SES is a multidimensional construct that reflects income, educational attainment and poverty (24, 39). Our measure of zip code-level SES, which we refer to as the Neighborhood SES Index, was developed from a principal component analysis of measures of income, education, and racial composition. This resulting measure of SES is thought to provide a better measure of SES than any single Census variable (31). Our analytical approach in this regard was similar to that used by many other groups, although the Census variables included in the principal component analysis varies extensively across studies (9, 10, 12, 2631). The income- and education-related Census variables used in our analyses reflect multiple dimensions of SES and represent those measures most commonly used in previous studies of neighborhood SES and PCa outcomes. The extent of variation in neighborhood SES measures was somewhat higher than reported in past studies (5, 12). We additionally included racial composition in the principal component analysis because of the history of residential segregation in the Detroit metropolitan area and the role that such segregation can have in enhancing the effects of poverty.

The composition of this cohort, men at high risk who were followed-up after a prostate biopsy or TURP that yielded a benign result, reduces the generalizability of the results. Comparisons of this cohort with SEER data show that the men in the cohort had approximately twice the incidence of PCa of the general population of men. While the findings of higher PCa risk among men in higher-SES zip codes is consistent with past studies, suggesting generalizability, prior work has also shown an inverse association between SES and tumor stage, grade and overall aggressiveness, which was not observed here. The failure to observe a significant effect on stage and grade may be a reflection of the smaller sample size, unusually comprehensive nature of the Henry Ford Health System, or the high-risk nature of the cohort. However, this cohort does reflect the situation faced by a large population of men in the U.S.; approximately 1 million biopsies are performed annually in the U.S. due to suspicion of PCa, two-thirds of which reveal benign conditions (2).

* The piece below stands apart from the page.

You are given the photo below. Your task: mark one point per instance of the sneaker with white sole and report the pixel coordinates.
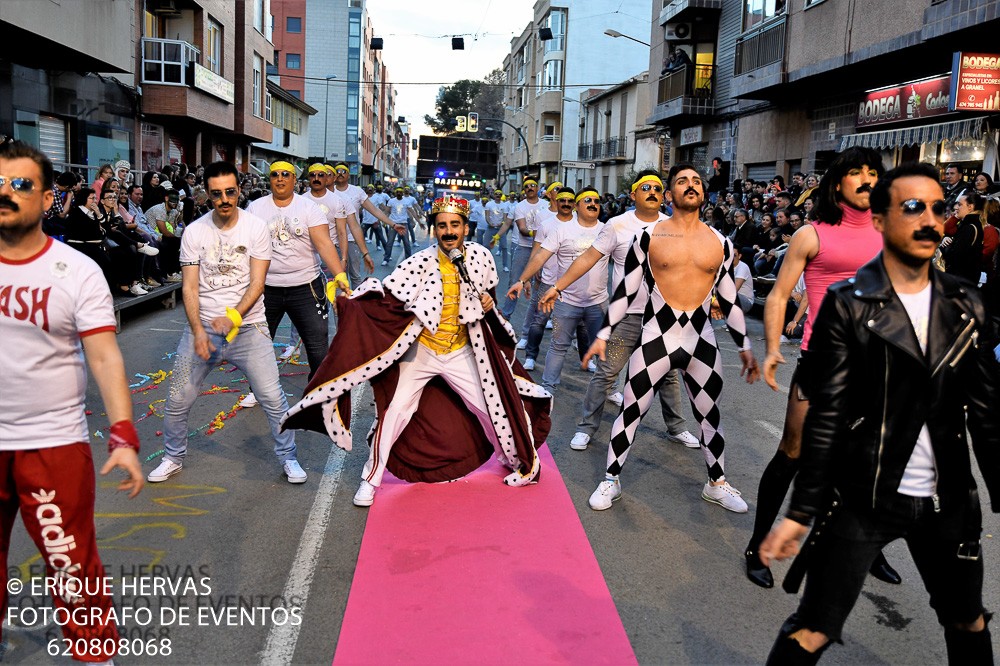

In conclusion, this work shows that zip code-level SES is associated with a higher risk of PCa diagnosis among men followed-up after receiving a benign diagnosis from prostate biopsy or TURP procedure. Zip code-level SES was also associated with more intensive PCa screening during follow-up, an association that was diminished after control for screening intensity. It is possible that additional factors such as proximity to health resources, better access to transportation and more flexible schedules may also explain associations between SES and PCa diagnosis.